Expose xrepl_origin_id on DML change events#400
Expose xrepl_origin_id on DML change events#400kgalieva wants to merge 5 commits intoyugabyte:mainfrom
Conversation
Surface the replication origin ID from YugabyteDB CDC RowMessage proto onto every DML (INSERT/UPDATE/DELETE) Debezium change event. The field appears as `xrepl_origin_id` in the `source` block of the Kafka message envelope, only when non-zero.

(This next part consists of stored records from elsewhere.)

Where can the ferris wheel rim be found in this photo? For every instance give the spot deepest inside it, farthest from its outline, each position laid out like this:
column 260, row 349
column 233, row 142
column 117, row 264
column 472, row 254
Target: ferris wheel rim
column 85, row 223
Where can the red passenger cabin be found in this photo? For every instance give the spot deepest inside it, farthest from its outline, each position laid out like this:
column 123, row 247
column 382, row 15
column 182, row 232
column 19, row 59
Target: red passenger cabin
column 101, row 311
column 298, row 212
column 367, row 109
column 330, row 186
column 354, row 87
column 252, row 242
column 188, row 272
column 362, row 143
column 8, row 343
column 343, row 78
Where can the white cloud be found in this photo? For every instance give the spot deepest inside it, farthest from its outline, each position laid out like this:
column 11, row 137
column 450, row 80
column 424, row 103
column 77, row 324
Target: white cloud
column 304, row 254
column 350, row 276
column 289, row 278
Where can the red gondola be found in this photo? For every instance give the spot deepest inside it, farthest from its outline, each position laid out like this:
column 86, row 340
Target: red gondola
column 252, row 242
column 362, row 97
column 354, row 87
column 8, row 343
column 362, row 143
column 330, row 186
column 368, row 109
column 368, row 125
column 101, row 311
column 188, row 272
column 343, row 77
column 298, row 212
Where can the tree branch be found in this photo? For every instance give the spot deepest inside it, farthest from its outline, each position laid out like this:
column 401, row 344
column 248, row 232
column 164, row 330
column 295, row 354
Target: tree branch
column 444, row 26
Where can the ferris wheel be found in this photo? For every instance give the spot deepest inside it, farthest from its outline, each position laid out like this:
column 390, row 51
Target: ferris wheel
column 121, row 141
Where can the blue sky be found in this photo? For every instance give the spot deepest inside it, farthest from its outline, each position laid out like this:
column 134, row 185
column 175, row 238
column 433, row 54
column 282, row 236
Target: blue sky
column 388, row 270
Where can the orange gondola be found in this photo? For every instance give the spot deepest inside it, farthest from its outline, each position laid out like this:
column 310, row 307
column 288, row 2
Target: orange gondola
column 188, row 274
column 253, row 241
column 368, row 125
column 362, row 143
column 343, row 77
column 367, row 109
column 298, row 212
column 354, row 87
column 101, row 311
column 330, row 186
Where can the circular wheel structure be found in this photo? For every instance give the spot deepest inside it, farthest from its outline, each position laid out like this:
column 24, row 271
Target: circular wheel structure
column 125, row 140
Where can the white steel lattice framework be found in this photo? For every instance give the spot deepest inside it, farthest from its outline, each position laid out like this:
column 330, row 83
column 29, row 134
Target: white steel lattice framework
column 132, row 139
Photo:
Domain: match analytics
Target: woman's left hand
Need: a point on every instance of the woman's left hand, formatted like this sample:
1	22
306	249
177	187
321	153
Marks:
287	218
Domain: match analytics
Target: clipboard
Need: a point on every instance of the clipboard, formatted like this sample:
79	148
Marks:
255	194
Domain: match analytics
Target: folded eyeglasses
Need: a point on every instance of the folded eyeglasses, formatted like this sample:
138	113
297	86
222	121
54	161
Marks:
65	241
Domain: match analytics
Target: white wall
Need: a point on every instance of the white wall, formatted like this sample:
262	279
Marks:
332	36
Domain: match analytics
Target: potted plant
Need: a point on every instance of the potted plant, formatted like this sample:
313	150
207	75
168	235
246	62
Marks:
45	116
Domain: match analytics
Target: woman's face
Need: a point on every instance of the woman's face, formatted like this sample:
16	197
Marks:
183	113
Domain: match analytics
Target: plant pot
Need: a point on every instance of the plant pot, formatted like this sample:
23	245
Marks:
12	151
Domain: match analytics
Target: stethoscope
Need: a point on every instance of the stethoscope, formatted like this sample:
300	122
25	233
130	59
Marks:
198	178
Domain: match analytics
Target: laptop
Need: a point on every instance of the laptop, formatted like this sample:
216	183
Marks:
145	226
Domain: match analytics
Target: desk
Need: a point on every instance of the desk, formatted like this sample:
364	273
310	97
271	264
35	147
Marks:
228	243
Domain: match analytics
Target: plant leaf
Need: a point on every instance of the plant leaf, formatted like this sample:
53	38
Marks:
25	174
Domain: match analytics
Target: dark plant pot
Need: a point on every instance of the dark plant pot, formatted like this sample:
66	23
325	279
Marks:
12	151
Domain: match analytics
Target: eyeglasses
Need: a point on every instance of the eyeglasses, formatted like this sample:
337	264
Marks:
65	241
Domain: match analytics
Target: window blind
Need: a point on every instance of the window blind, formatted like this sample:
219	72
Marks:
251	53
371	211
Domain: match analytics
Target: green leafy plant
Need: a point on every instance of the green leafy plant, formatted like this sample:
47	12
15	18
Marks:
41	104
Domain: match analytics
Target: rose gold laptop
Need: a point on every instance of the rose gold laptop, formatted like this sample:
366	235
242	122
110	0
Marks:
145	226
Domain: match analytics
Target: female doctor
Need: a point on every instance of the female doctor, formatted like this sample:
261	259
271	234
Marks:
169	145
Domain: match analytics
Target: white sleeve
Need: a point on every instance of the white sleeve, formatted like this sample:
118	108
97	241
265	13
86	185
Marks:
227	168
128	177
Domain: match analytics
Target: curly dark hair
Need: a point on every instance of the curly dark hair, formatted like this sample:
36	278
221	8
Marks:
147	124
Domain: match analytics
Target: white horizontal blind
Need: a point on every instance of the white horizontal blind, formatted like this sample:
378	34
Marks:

| public static final String TABLE_ID = "table_id"; | ||
| public static final String TABLET_ID = "tablet_id"; | ||
| public static final String PARTITION_ID_KEY = "partition_id"; | ||
| public static final String XREPL_ORIGIN_ID = "xrepl_origin_id"; |
There was a problem hiding this comment.
Change this to below to match the upstream Debezium behaviour:
public static final String XREPL_ORIGIN_ID = "origin";
https://github.com/debezium/debezium/pull/7009/files
| private String tabletId; | ||
| private Long commitTime; | ||
| private Long recordTime; | ||
| private int xreplOriginId; |
There was a problem hiding this comment.
Wondering if we should keep it as String instead of int so that we are similar to Upstream Debezium. Thoughts?
There was a problem hiding this comment.
Good question. In upstream Postgres Debezium, origin is a string because Postgres's CDC stream provides the replication origin name. In YugabyteDB, the CDC proto only surfaces xrepl_origin_id as a uint32 — the origin name lives in the PG catalog (pg_replication_origin) and isn't accessible from the CDC/DocDB layer.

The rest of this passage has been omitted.